Summertime. That time of year to hunt around in the garage or garden shed, in order to retrieve the rusty old hunk of metal that masquerades as a barbecue
You then realise that the charcoal you had left over from last year has got damp and the lighting fluid has mysteriously evaporated, leaving an irritatingly mocking empty plastic bottle saying "Instant barbecue Success".
In time honoured tradition, we British usually huddle around in the smoke under our brollies, as a motley bunch of sausages and spare ribs quietly steam on the grill. As you sit down to tuck into the dubious looking array of articles on your plate, the host politely enquiries " Is it cooked as you like it?" Equally politely you nod your assent while secretly scraping away at the charred chops and incinerated sausages. But, just sometimes you're lucky. And when a barbecue works properly, there's nothing quite like it for a Summer's lunch or supper on the terrace.

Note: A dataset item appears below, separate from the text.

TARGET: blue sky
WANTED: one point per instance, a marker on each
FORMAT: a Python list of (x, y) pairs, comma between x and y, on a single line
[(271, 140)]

Besides the food, the most important thing is the equipment. For me, you can't beat a good kettle barbecue with a lid, such as a Weber. There is nothing more effective in putting out the flames of your burning sausages than putting a lid on it - apart from calling the fire brigade. A good grill, some foil trays and stainless steel cooking implements are other essentials on my list. Meat, fish and poultry all cook wonderfully and gently in a kettle barbecue, having that delicious smoky flavour.
So once you've cooked your barbecue, what wine are you going to drink with it? To some extent ‘anything goes' although it is worth noting a few points that may produce a more enjoyable eating and drinking experience. It is the nature of barbecues that most of the flavours are big and definite, rather than mild and subtle. The wines chosen thus need to have big enough flavours and sufficient body to not be over -powered by the food.
One of my favourite Summer lunches is barbecued fresh sardines. Grilled whole in a foil tray over very hot charcoal, they are cooked in minutes, but have plenty of flavour. A good dry rose from Provence is a perfect accompaniment, or from Corsica if you can find one. A Riesling from Alsace, or a Pecorino from Italy are great matches for these little tasty fish, as also is an unoaked Chardonnay from Australia or the south of France. If you prefer to choose a Sauvignon Blanc, go for a less fruity example, thus probably from Europe rather than New Zealand or other parts of the New World.
Last Sunday, the sun was almost shining, so the barbecue was up and running. The lamb fillet marinated in olive oil, garlic and fresh oregano from the garden, was cooked pink. A great wine with this is Pinot Noir from New Zealand, or a light red Chinon from the Loire in France. Both these reds are lighter in tannins, so complement the lighter flavours of the lamb and are not too heavy for a warm Summer's day.